5 Steps to adopting a pet

So, you’re thinking of adopting a pet into your family? Here are the most important things to know before you bring home a new cat or dog.

As a new pet owner, the health and happiness of your furry friend is a priority – but it can sometimes be costly. That’s why Reality Access for Fedhealth members have free accident cover for their pets valued at up to R3 000 per household per year. You’ll be reimbursed up to 100% if your cat or dog is accidentally injured.

1. Do your research

Every dog and cat breed has a temperament.

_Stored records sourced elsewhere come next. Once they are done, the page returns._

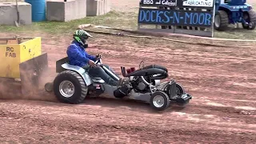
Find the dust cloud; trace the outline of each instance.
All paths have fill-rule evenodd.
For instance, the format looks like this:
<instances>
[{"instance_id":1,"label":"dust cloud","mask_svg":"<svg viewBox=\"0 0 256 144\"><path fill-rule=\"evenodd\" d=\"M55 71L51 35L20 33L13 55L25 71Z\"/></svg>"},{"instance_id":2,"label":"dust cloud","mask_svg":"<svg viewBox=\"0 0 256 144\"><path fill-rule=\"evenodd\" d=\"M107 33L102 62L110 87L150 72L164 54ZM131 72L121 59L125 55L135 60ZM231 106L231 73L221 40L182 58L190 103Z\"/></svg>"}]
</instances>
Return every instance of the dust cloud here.
<instances>
[{"instance_id":1,"label":"dust cloud","mask_svg":"<svg viewBox=\"0 0 256 144\"><path fill-rule=\"evenodd\" d=\"M37 84L32 76L32 71L21 71L21 74L26 74L21 79L0 78L0 99L57 102L53 93L48 93L44 90L46 82L53 82L53 78L50 78L49 74L51 71L50 69L41 70L40 75L37 78Z\"/></svg>"}]
</instances>

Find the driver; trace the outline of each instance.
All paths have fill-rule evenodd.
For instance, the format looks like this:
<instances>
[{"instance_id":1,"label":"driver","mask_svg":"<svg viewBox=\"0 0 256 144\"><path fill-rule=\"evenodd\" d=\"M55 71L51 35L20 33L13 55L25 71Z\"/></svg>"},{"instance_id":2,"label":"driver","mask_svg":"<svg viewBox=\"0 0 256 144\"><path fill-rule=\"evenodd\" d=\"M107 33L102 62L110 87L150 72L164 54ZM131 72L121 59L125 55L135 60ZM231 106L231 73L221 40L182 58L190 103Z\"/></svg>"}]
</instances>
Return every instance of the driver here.
<instances>
[{"instance_id":1,"label":"driver","mask_svg":"<svg viewBox=\"0 0 256 144\"><path fill-rule=\"evenodd\" d=\"M88 70L88 74L92 77L99 77L102 78L107 84L111 86L120 86L122 78L119 78L119 81L114 80L111 76L107 74L105 70L97 66L94 62L100 58L100 54L97 56L90 55L85 50L88 47L86 40L91 36L89 33L83 30L78 30L73 34L74 41L68 46L66 54L68 55L70 64L78 66ZM104 65L112 73L115 74L109 66Z\"/></svg>"}]
</instances>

To ensure the happiness of your current household members and your new furry family member, it’s important to research the breed of dog or cat you want. Find out the amount of space, maintenance and attention it typically requires for a happy, healthy life. “It is important to match the animal’s needs with the household lifestyle,” says Michelle du Toit, who manages adoptions at the Cape of Good Hope Society for the Prevention of Cruelty to Animals (SPCA). “For example, a family that spends a lot of time watching TV would not be a good match for a border collie who needs constant stimulation and exercise.” Browse sites like this to find out about your preferred pet’s temperament, sociability, grooming needs and other characteristics.

2. Find a reputable animal shelter or rescue centre

“[A good animal shelter, like] the Cape of Good Hope SPCA, is one that uses a holistic approach that considers every possible factor in the best interest of the animal and the prospective household wanting to adopt,” says du Toit. Adopting a pet is a big responsibility, and the right adoption centre will have a thorough vetting process. The Cape of Good Hope SPCA has a qualified animal behaviourist who assesses and monitors behavioural changes and progress of its animals.

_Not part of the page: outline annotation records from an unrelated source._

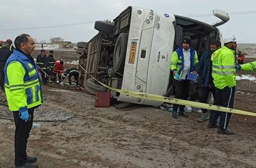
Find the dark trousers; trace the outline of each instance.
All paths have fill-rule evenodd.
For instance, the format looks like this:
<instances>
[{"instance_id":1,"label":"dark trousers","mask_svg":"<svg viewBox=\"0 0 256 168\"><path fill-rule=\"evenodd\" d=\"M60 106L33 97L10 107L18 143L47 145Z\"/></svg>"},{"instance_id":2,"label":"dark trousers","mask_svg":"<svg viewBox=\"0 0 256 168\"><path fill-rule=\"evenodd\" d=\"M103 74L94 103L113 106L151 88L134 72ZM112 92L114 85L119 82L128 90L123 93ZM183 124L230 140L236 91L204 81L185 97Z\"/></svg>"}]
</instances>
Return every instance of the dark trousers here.
<instances>
[{"instance_id":1,"label":"dark trousers","mask_svg":"<svg viewBox=\"0 0 256 168\"><path fill-rule=\"evenodd\" d=\"M68 74L68 83L70 85L72 84L71 82L71 77L74 77L74 78L75 79L75 82L76 82L76 85L78 85L78 80L79 80L79 73L70 73Z\"/></svg>"},{"instance_id":2,"label":"dark trousers","mask_svg":"<svg viewBox=\"0 0 256 168\"><path fill-rule=\"evenodd\" d=\"M28 157L26 149L28 139L32 128L34 109L28 109L31 116L30 120L25 121L20 118L19 111L13 111L13 118L15 123L15 134L14 136L15 163L16 166L26 164Z\"/></svg>"},{"instance_id":3,"label":"dark trousers","mask_svg":"<svg viewBox=\"0 0 256 168\"><path fill-rule=\"evenodd\" d=\"M213 98L215 100L215 89L209 87L201 86L199 88L198 95L199 95L199 101L200 103L207 103L207 100L209 98L209 95L210 92L212 93ZM201 109L203 113L207 112L207 110L205 109Z\"/></svg>"},{"instance_id":4,"label":"dark trousers","mask_svg":"<svg viewBox=\"0 0 256 168\"><path fill-rule=\"evenodd\" d=\"M225 87L223 89L215 88L215 98L214 105L228 108L233 108L234 99L235 98L236 86L232 88ZM210 123L216 125L217 118L220 116L219 127L227 129L231 118L230 112L211 111Z\"/></svg>"},{"instance_id":5,"label":"dark trousers","mask_svg":"<svg viewBox=\"0 0 256 168\"><path fill-rule=\"evenodd\" d=\"M0 89L4 89L4 65L0 63Z\"/></svg>"},{"instance_id":6,"label":"dark trousers","mask_svg":"<svg viewBox=\"0 0 256 168\"><path fill-rule=\"evenodd\" d=\"M188 100L189 93L189 80L174 80L174 98L182 100ZM184 111L184 105L173 104L173 111Z\"/></svg>"},{"instance_id":7,"label":"dark trousers","mask_svg":"<svg viewBox=\"0 0 256 168\"><path fill-rule=\"evenodd\" d=\"M41 73L41 77L42 77L42 79L43 80L43 83L44 84L47 84L47 80L48 80L48 77L46 75L46 74L45 73L46 73L46 70L44 70L44 72L42 70L40 70L40 73Z\"/></svg>"},{"instance_id":8,"label":"dark trousers","mask_svg":"<svg viewBox=\"0 0 256 168\"><path fill-rule=\"evenodd\" d=\"M244 64L244 61L238 60L238 65L243 65L243 64Z\"/></svg>"}]
</instances>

A reputable centre will often require a nominal donation when you adopt your cat or dog. This should not be confused with the often-exorbitant fee breeders charge for purebred dogs and cats.

3. Ready your home

Is your home secure so your dog or cat can fit safely and comfortably into their new surroundings? “Consider the perimeter and security requirements that would ensure your new pet’s safety and security,” says du Toit. Also decide on where your pet will eat and drink, and in the case of dogs, where they will sleep. “Designate those areas and agree with the whole family upfront,” adds du Toit. “Also be sure to have stimulating toys available for them, especially during their adjustment period.”

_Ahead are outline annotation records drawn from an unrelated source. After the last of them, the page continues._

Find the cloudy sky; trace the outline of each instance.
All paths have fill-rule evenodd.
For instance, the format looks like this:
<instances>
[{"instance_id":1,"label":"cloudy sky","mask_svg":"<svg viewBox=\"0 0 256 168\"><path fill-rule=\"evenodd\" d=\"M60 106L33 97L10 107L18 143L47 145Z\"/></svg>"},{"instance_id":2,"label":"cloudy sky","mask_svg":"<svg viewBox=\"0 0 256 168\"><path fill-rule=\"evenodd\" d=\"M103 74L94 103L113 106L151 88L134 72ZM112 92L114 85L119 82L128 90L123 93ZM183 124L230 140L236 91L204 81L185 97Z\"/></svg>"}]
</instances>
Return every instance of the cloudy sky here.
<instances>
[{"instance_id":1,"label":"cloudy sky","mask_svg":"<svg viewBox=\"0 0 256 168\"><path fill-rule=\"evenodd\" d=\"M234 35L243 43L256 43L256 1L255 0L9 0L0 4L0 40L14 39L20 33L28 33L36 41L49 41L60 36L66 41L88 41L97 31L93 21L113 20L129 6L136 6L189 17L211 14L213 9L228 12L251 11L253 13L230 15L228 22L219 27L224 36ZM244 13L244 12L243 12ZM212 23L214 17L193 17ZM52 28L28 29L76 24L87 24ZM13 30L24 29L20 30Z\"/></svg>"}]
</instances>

4. Be prepared for the adoption process

Adopting a pet from a shelter is not as simple as showing up at the shelter for the first time and walking away with your new pet the same day. Michelle explains what to expect:

  1. You’ll be required to complete an application form in person. Completing it in person allows experts at the shelter to match you perfectly to your new pup or kitty. Be prepared to pay a deposit (R100, in the case of adopting from the Cape of Good Hope SPCA), and bring a copy of your ID and proof of address.
  2. Next is the home inspection. “This is to check the environment to ensure adequate access to water, food and shelter, as well as to assess the condition of current pets,” says du Toit.
  3. The inspector will draft a report, which could include certain measures you need to take before your home is ready for your new pet. This could be that you need to fix a fence or buy an additional kennel, for example.
  4. If your adoption is approved, be prepared to visit the adoption centre with your family and any pet members of your household for a meet-and-greet with your new pet.

5. Brief everyone on the adjustment period

“People do not realise that animals have a rich emotional life,” says Nicole Nel, an animal behavioural therapist at the Cape of Good Hope SPCA. “They are capable of experiencing emotions such as fear, happiness, sadness and depression. Negative emotions can usually be attributed to owners not being able to meet the physical, mental and emotional needs of an animal.”

Moving from an adoption centre into your home involves plenty of change: in physical environment, the people surrounding them on a regular basis and the number and types of other animals they share their space with. This can elicit a stress response. “Every animal is an individual and responds differently to stress. You can expect them to react in some way to an unfamiliar environment,” says Nel. It’s key to comfort them at any given opportunity in the initial few days of them taking up residence in your home.

What’s the benefit of adopting from a shelter?
From a practical standpoint, some welfare organisations such as the Cape of Good Hope SPCA vaccinate, sterilise and microchip animals before they’re adopted. This means you can rest assured their health and safety has already been given a boost – and that you’ve been saved the cost of these procedures. Be sure to check if your chosen adoption centre has completed these processes, as not all welfare organisations offer them. Ever wondered what the true value of pet accident insurance is? Read this.

Most importantly, your new dog or cat has a second chance at life – and it’s all because you’ve taken the route of adopting from a rescue organisation.